We are looking for Quantitative Researchers to join our Research group. We are a collaborative, data-driven, intellectually rigorous team responsible for coming up with investment ideas, codifying those ideas into signals, back- testing the signals, and producing return, risk and trading cost forecasts based on the signals to drive trading decisions. We maintain a friendly, team- oriented environment and place a high value on professionalism, attitude and initiative.
As a Quantitative Researcher, you will work on high-impact projects that improve the specification and/or implementation of our investment models as well as research projects that improve portfolio construction decisions in our fully integrated, unified systematic investment process.

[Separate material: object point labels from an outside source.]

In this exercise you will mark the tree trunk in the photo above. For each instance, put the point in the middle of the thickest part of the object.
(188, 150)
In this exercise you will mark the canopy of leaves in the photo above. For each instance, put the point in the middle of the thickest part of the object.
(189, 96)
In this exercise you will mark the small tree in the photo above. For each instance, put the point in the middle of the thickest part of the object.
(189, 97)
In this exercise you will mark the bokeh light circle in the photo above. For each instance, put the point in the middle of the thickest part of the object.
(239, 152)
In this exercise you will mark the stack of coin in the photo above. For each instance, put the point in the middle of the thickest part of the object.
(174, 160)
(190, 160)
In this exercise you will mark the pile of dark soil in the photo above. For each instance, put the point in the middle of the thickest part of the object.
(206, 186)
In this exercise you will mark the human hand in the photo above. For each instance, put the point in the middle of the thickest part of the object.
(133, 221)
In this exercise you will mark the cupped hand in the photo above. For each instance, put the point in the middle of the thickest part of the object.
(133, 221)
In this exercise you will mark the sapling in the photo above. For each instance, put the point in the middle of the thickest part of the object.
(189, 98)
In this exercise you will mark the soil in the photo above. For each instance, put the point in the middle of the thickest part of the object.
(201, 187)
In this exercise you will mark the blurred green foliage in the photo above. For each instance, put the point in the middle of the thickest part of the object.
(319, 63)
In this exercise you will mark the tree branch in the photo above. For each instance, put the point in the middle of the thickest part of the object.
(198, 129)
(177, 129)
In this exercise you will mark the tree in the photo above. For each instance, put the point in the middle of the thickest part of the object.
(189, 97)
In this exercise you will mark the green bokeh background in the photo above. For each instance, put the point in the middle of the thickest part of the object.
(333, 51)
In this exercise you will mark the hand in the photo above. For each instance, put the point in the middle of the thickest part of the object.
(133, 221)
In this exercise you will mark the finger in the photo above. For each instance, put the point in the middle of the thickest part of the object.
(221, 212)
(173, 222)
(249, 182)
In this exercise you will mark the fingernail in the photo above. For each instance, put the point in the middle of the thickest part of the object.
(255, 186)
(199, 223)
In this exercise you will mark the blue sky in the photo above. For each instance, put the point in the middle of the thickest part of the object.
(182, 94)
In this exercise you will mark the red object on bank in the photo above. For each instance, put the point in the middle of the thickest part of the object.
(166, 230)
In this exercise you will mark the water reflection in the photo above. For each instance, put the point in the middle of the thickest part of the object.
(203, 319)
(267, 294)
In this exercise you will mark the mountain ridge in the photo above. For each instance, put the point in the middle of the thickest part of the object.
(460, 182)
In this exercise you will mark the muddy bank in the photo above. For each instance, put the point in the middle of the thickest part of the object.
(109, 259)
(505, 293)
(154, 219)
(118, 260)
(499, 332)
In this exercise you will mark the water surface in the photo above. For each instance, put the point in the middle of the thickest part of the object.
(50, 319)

Your responsibilities are expected to grow in line with your experience and abilities. Depending on your competitive advantages, typical responsibilities may include:
Merging, structuring, and analyzing large amounts of data from various sources
Assessing the quality of historical and current data, diagnosing deficiencies, and prescribing fixes
Performing ad-hoc exploratory statistical analysis across multiple large complex data sets from a variety of structured and unstructured sources
Writing and maintaining production-quality code used directly in the investment process
Researching predictable patterns in asset returns, risks, trading costs and other data relevant to financial markets
Performing portfolio construction research using our simulation capability
Working with software engineers to design feeds for new data sources from third-party vendors
Participating in data architecture decision-making to support the Research data platform
Enrolled in or graduated from an undergraduate or graduate program in finance, mathematics, economics, or a closely-related discipline emphasizing quantitative and financial analysis.
Demonstrated professional or academic success (recent graduates are encouraged to apply)

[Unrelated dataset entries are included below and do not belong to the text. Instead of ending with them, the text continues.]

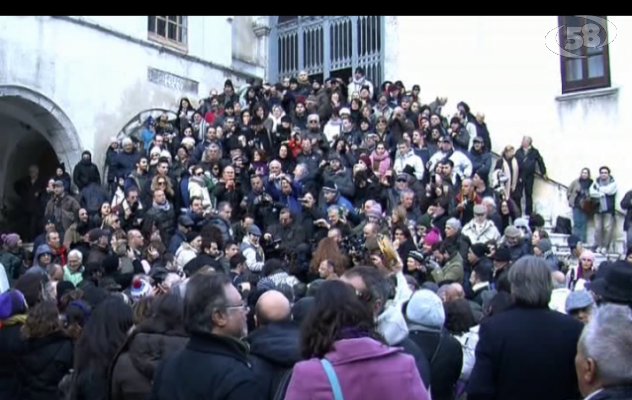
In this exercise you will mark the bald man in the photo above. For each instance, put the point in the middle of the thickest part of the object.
(272, 306)
(274, 345)
(454, 291)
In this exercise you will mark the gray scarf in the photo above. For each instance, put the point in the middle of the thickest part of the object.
(163, 207)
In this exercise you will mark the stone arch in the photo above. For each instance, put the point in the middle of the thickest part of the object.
(34, 129)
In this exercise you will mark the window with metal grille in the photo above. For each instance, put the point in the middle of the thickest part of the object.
(172, 29)
(328, 46)
(591, 69)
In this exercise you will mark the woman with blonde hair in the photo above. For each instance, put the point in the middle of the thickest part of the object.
(507, 174)
(328, 250)
(163, 183)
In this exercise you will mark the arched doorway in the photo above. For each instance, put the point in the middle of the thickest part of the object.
(33, 130)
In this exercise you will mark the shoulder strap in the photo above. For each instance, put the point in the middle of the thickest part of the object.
(283, 385)
(333, 379)
(434, 355)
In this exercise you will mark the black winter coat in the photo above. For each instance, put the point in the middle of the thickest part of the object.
(126, 162)
(445, 355)
(614, 393)
(527, 162)
(522, 346)
(274, 349)
(92, 196)
(135, 365)
(200, 261)
(11, 347)
(43, 365)
(210, 367)
(85, 173)
(165, 221)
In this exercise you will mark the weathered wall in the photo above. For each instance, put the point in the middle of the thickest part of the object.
(100, 80)
(501, 66)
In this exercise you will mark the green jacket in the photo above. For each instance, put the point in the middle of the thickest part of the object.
(452, 271)
(12, 265)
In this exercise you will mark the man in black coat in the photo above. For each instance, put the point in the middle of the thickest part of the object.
(527, 352)
(603, 360)
(86, 172)
(214, 364)
(274, 345)
(528, 158)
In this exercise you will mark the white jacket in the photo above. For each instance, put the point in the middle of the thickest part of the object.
(481, 233)
(558, 300)
(462, 164)
(198, 189)
(401, 161)
(184, 254)
(468, 341)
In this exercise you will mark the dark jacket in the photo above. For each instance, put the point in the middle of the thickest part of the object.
(223, 226)
(126, 162)
(11, 347)
(43, 365)
(527, 162)
(136, 364)
(274, 349)
(97, 254)
(445, 355)
(291, 236)
(165, 221)
(209, 367)
(200, 261)
(481, 162)
(86, 172)
(92, 196)
(614, 393)
(522, 346)
(175, 242)
(626, 204)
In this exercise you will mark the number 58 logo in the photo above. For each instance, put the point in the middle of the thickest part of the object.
(566, 40)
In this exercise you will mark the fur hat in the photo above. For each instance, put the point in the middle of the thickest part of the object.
(425, 311)
(11, 239)
(140, 289)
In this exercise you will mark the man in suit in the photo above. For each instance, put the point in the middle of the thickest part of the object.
(527, 352)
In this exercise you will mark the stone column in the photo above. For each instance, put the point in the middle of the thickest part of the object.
(261, 28)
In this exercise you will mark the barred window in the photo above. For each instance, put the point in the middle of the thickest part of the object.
(172, 29)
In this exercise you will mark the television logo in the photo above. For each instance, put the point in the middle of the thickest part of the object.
(567, 41)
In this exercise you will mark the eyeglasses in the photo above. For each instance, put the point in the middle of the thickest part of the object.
(242, 307)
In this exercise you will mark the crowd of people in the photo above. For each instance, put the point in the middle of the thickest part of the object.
(305, 240)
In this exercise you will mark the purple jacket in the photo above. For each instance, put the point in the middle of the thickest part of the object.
(366, 370)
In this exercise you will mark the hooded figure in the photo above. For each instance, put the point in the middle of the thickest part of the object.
(86, 172)
(38, 267)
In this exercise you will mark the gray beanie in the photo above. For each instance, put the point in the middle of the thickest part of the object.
(425, 311)
(454, 224)
(544, 245)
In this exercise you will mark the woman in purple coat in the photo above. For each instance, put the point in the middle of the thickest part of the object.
(339, 336)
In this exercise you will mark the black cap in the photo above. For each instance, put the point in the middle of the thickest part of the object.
(185, 221)
(502, 254)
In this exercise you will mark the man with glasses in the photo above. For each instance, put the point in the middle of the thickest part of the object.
(406, 157)
(131, 210)
(480, 229)
(375, 289)
(214, 364)
(315, 134)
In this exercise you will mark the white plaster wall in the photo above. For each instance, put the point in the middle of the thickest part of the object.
(501, 66)
(99, 80)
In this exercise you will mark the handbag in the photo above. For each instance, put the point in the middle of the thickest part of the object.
(333, 379)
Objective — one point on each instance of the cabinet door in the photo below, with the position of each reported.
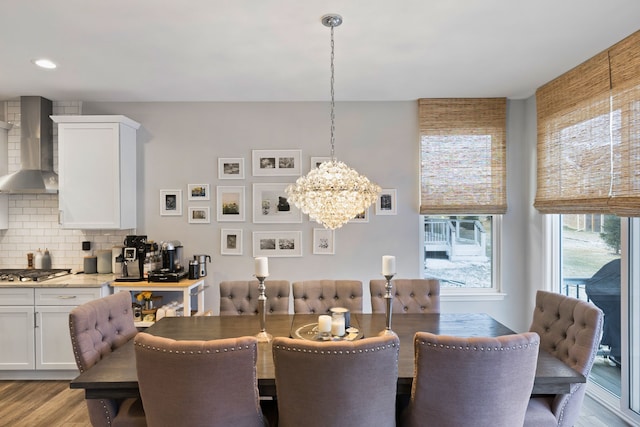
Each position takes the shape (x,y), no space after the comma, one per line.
(91,174)
(16,337)
(53,342)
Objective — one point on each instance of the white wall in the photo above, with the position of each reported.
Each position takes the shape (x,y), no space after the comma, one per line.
(180,143)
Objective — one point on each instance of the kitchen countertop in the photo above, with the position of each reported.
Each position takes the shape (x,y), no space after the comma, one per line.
(68,281)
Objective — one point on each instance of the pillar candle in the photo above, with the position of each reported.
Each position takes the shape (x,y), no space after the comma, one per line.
(262,267)
(388,265)
(324,324)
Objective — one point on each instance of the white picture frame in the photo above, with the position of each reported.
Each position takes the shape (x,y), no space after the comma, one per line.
(276,162)
(361,218)
(199,215)
(317,161)
(270,205)
(230,168)
(386,203)
(230,241)
(277,243)
(230,203)
(171,202)
(198,192)
(324,241)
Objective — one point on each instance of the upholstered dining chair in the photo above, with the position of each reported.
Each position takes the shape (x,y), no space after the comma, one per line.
(409,296)
(336,383)
(240,297)
(478,381)
(319,296)
(97,328)
(198,383)
(569,329)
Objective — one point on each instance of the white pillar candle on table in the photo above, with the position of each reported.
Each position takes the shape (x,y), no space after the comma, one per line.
(324,324)
(337,326)
(262,267)
(388,265)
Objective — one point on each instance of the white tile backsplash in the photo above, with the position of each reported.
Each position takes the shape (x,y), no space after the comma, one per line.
(33,218)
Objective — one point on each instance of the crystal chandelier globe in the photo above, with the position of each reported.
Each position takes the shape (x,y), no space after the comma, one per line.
(333,193)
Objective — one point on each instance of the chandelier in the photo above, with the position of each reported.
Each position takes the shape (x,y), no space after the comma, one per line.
(332,193)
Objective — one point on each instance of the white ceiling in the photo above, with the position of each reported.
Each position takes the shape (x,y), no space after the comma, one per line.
(278,50)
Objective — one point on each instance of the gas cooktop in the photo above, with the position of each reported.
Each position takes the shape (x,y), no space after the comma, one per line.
(31,275)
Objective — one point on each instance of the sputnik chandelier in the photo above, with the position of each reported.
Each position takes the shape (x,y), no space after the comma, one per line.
(332,193)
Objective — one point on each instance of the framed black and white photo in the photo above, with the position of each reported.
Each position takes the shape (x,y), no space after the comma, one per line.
(270,204)
(231,242)
(276,162)
(199,215)
(317,161)
(277,243)
(198,191)
(323,241)
(231,168)
(171,202)
(361,217)
(230,203)
(386,203)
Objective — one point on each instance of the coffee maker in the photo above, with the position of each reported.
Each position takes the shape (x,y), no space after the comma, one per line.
(135,249)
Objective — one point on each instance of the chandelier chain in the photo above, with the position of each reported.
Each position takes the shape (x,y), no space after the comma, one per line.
(333,116)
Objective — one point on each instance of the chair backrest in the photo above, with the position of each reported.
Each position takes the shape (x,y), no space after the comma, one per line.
(240,297)
(198,383)
(319,296)
(569,329)
(97,328)
(336,383)
(480,381)
(409,295)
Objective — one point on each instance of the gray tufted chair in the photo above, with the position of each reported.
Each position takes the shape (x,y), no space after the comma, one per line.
(240,297)
(318,296)
(409,296)
(199,383)
(479,381)
(569,329)
(97,328)
(336,383)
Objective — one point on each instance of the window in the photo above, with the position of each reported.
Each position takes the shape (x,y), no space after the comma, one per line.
(459,251)
(463,191)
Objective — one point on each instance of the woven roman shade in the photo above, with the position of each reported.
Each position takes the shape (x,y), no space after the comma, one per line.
(463,156)
(574,151)
(625,102)
(589,135)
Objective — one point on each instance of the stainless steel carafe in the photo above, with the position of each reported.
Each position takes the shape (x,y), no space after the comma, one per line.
(202,261)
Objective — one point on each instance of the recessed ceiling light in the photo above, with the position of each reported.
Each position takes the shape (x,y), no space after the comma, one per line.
(45,63)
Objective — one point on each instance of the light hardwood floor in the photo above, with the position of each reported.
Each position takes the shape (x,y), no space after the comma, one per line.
(54,404)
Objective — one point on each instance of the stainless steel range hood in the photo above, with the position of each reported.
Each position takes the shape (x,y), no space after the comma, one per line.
(36,173)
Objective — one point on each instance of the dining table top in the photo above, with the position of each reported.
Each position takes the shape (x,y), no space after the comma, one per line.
(115,375)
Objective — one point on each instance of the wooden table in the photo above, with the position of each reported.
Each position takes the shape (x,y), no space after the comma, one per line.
(115,375)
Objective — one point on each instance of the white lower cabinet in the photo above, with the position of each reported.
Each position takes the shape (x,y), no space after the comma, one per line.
(34,328)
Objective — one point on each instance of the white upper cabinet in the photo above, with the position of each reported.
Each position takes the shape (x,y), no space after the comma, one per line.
(97,172)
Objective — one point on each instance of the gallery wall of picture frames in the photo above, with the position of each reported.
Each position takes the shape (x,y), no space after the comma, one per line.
(268,205)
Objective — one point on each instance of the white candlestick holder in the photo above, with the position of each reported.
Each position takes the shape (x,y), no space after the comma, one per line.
(388,298)
(262,336)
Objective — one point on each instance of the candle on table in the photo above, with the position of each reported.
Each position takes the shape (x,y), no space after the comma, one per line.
(388,265)
(337,326)
(324,324)
(262,267)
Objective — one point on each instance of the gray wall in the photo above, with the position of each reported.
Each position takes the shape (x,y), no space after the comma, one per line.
(179,144)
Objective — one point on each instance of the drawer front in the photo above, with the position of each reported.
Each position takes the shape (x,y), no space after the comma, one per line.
(66,296)
(16,296)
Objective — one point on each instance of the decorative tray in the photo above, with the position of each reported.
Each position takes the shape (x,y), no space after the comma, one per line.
(309,332)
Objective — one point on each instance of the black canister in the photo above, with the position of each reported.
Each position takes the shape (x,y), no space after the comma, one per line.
(194,269)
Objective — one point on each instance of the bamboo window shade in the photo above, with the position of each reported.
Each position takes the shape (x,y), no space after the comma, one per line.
(589,135)
(463,156)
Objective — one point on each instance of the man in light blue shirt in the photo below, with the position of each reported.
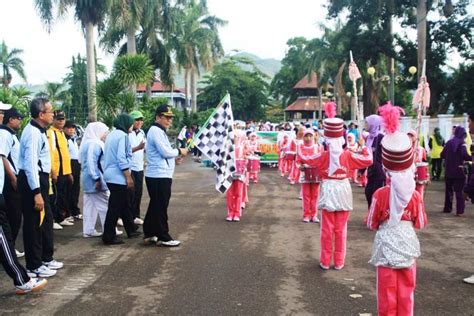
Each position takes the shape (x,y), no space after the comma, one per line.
(158,176)
(33,184)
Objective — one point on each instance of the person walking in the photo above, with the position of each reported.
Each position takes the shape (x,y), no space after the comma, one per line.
(455,154)
(161,159)
(117,158)
(436,144)
(137,141)
(10,151)
(33,184)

Strong analytical, quantitative, and problem solving skills
Understanding of probability, statistics, linear regression, time-series analysis, linear algebra, calculus, optimization and portfolio theory
Knowledge of the application of statistics to economics (including econometrics or regression analysis)

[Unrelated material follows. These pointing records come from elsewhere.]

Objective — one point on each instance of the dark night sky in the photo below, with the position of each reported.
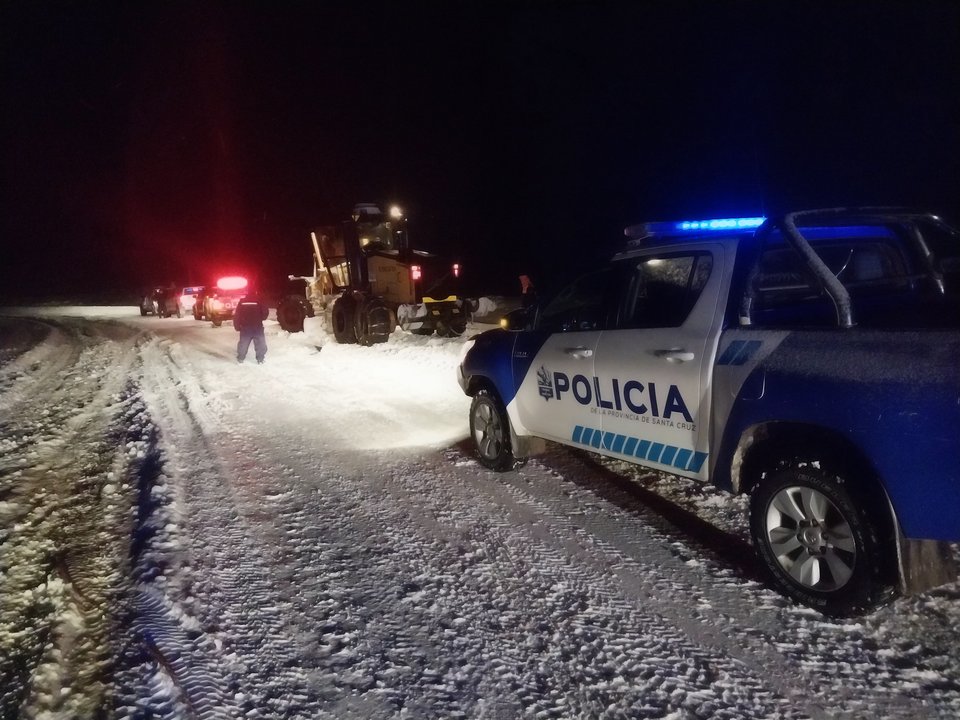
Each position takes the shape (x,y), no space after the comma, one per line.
(144,142)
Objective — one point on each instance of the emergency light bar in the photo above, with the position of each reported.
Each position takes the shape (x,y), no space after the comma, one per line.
(232,282)
(719,224)
(644,230)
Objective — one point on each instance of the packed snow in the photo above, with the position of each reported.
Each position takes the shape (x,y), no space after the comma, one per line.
(185,536)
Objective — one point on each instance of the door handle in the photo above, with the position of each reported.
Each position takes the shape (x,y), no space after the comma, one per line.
(675,355)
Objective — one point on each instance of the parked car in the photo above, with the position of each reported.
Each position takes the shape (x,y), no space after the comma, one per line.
(809,361)
(188,298)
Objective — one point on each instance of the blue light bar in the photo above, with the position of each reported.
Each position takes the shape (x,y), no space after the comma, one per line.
(717,224)
(668,228)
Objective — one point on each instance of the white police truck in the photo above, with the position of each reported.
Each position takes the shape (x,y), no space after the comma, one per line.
(810,360)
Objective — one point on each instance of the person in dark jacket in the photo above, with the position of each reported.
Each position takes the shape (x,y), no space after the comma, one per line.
(248,320)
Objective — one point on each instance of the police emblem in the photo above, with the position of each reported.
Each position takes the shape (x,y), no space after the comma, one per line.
(544,383)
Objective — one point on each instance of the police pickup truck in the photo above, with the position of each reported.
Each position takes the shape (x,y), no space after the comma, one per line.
(811,360)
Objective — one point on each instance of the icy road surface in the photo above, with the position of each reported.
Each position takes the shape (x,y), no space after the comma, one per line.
(185,537)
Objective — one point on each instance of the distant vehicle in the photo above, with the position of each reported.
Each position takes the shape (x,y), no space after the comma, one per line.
(367,280)
(188,297)
(168,302)
(148,301)
(220,301)
(808,361)
(160,301)
(200,303)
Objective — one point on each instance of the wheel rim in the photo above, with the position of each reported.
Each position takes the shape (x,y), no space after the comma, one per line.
(487,431)
(810,538)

Experience with a statistical computing environment such as Python, Stata, R, or MATLAB
Experience analyzing large data sets
Understanding of finance (including equities and derivatives)
Passion for financial markets
Excellent communication skills, including data visualization
High energy and strong work ethic
In addition, the following are a plus:
Good understanding of the academic field of empirical asset pricing
Familiarity with financial data products
Experience with stock market data sets
We maintain a friendly, team-oriented environment and place a high value on professionalism, attitude and initiative.